Alert: Private Equity Firm Settles False Claims Act Complaint
On September 18, 2019, the U.S. Department of Justice entered into a $21M settlement with compounding pharmacy, Diabetic Care Rx LLC, or Patient Care America (“PCA”), two PCA executives, and PCA’s private equity sponsor Riordan, Lewis & Hayden Inc. (“RLH”). The settlement resolves a lawsuit alleging violations of the False Claims Act and is notable because it is believed to be the first False Claims Act settlement requiring the inclusion of the private equity sponsor as a party.
WHAT YOU NEED TO KNOW
In February 2018, the DOJ intervened in a qui tam (whistleblower) False Claims Act case against PCA, named executives and RLH. The complaint centered on alleged kickbacks paid to prescribing physicians, and improper marketing practices.
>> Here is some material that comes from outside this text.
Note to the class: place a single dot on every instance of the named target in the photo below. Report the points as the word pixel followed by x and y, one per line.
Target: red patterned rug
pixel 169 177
The complaint alleged that, as an investor in healthcare companies, RLH knew or should have known about PCA’s obligation to comply with the False Claims Act and the Anti-Kickback Statute. The complaint further alleged that RLH’s representatives on PCA’s board actively encouraged PCA to engage in marketing practices that violate the Federal Anti-Kickback Statute (“AKS”) – despite receiving advice of counsel against the practices in question.
The specific factual allegations include:
- In 2012, RLH, a Los Angeles-based private equity firm, made a controlling investment in PCA, a Florida-based compounding pharmacy.
- Two partners in RLH became officers and board members of PCA. One of the partners recommended the board hire co-defendant Patrick Smith as CEO.
- PCA engaged third party marketing firms that were paid on a percentage of sales basis and engaged in the following inappropriate marketing practices:
- Specifically targeting federal healthcare program patients
- Pressuring patients to agree to unnecessary prescriptions
- Using sham telemedicine arrangements to process prescriptions without the existence of a physician-patient relationship, or patient consent
- Routine payment of patient co-payments by the marketing firm, which funneled these co-payments through a sham charitable organization
- PCA’s CEO and board members (including RLH representatives) had been informed of compliance concerns raised by PCA legal counsel but continued the inappropriate practices.
This settlement reinforces the importance of the role of PE sponsors generally, the Board’s role (which Board may be dominated by PE sponsor members or designees) in providing effective oversight of compliance matters, and signals the DOJ’s intent, expressed in the press release for the settlement, to “hold all responsible parties to account for the submission of claims to federal health care programs that are tainted by unlawful kickback arrangements.”